The company's chief financial officer, Stephen Rue (below, left), told a parliamentary committee on Friday: "It depends on the length of time, of course, but if you take a six-month pause for the period to June 30, you're talking around about $50 million.
NBN Co, the company rolling out the national broadband network, announced in the last week of November that it would be stopping the connection of those who are allotted HFC from December 11.
"That's the impact on the revenue for the period to June 30. If the whole programme was delayed by six months, what we have, I think, is 1.9 million customers still to connect that we expect to connect," Rue told the committee.
NBN Co announced on 27 November that households and businesses would have to wait between six and nine months longer for connections while the company fixed technical issues affecting the speed that the network can deliver.
Rue said that as the building of lead-ins and wiring in new areas would continue during what has been said to be a delay of six to nine months, the financial fallout would not be known for several months.

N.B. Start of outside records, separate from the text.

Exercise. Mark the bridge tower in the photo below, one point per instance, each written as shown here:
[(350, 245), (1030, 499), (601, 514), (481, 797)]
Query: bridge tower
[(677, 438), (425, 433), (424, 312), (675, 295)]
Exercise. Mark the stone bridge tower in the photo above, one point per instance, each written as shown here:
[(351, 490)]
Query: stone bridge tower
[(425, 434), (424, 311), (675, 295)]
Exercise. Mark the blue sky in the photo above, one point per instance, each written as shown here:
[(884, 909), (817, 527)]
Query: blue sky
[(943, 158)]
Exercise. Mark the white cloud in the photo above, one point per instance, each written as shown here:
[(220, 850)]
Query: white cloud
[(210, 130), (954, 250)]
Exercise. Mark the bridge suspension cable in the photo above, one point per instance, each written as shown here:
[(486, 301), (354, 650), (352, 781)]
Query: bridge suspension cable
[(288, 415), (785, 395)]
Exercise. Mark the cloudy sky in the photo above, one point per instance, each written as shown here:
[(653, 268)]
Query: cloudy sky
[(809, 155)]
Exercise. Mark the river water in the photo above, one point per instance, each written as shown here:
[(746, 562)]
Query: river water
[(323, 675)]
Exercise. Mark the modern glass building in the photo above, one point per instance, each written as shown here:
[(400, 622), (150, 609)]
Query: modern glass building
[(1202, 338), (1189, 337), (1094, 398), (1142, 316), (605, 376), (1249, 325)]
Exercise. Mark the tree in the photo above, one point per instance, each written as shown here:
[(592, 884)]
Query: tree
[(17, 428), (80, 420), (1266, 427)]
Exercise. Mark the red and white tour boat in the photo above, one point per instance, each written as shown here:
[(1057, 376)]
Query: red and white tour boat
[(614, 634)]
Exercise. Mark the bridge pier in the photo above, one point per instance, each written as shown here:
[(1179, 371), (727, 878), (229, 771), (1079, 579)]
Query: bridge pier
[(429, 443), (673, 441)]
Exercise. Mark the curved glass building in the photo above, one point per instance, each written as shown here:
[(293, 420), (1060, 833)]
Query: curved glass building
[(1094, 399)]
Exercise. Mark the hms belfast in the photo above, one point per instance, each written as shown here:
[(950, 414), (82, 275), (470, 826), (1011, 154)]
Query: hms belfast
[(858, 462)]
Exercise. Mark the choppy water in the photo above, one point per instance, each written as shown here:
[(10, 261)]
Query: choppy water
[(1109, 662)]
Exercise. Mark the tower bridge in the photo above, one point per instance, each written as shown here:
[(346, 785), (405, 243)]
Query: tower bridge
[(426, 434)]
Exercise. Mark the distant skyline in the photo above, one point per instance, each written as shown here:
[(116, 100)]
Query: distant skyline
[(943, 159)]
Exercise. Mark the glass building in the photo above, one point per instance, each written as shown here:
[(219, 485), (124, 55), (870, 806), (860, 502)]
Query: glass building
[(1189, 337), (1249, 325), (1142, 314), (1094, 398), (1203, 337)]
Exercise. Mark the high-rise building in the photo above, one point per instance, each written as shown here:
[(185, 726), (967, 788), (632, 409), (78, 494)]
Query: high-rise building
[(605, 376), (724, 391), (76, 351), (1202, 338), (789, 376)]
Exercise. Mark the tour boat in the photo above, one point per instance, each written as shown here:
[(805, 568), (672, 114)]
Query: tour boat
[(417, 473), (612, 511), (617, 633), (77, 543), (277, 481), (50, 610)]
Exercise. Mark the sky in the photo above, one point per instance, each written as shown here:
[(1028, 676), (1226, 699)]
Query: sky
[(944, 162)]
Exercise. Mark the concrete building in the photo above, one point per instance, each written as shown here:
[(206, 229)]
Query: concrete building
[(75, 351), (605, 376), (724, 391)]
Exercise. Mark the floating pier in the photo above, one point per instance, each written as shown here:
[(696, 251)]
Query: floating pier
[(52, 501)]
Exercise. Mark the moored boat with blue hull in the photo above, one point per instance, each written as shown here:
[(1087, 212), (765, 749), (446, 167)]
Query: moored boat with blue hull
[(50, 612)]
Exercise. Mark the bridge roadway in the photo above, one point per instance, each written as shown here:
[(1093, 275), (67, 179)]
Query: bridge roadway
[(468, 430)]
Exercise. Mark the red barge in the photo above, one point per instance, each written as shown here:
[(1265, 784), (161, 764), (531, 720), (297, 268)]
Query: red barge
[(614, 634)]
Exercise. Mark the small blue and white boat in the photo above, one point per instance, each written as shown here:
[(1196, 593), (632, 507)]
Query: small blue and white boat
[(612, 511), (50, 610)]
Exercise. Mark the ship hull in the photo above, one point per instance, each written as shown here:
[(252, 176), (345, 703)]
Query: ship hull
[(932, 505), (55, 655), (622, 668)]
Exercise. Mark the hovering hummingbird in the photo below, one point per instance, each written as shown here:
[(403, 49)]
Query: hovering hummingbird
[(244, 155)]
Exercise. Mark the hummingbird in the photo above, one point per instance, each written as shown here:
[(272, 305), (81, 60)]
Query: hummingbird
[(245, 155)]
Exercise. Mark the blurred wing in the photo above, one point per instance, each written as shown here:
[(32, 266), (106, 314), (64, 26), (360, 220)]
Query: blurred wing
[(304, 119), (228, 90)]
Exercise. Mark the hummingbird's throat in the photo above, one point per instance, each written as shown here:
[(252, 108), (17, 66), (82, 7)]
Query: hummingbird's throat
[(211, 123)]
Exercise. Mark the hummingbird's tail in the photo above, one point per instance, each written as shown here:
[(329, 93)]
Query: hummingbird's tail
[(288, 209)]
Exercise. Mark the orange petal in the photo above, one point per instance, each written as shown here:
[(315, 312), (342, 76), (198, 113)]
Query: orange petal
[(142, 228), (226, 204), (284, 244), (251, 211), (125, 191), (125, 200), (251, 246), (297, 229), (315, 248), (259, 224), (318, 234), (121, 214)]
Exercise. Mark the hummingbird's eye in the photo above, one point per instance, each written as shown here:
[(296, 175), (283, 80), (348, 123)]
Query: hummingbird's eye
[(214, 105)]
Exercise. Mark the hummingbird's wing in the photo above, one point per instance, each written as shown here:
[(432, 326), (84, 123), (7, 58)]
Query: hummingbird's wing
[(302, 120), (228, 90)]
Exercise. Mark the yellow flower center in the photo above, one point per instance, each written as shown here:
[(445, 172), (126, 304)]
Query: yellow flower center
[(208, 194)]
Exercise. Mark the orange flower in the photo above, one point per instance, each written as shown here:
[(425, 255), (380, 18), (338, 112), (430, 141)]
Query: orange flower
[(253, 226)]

Commenting on the statement regarding the revenue hit, Labor's shadow communications minister Michelle Rowland and shadow finance minister Jim Chalmers said: "This outcome would require a further $500 million to be drawn down from a $1.7 billion taxpayer-funded contingency pool, which is repeatedly being used to patch-up (Prime Minister Malcolm) Turnbull’s multi-technology mess.
"This is yet another bitter pill for taxpayers and consumers who are being punished with a second-rate network that costs more and does less."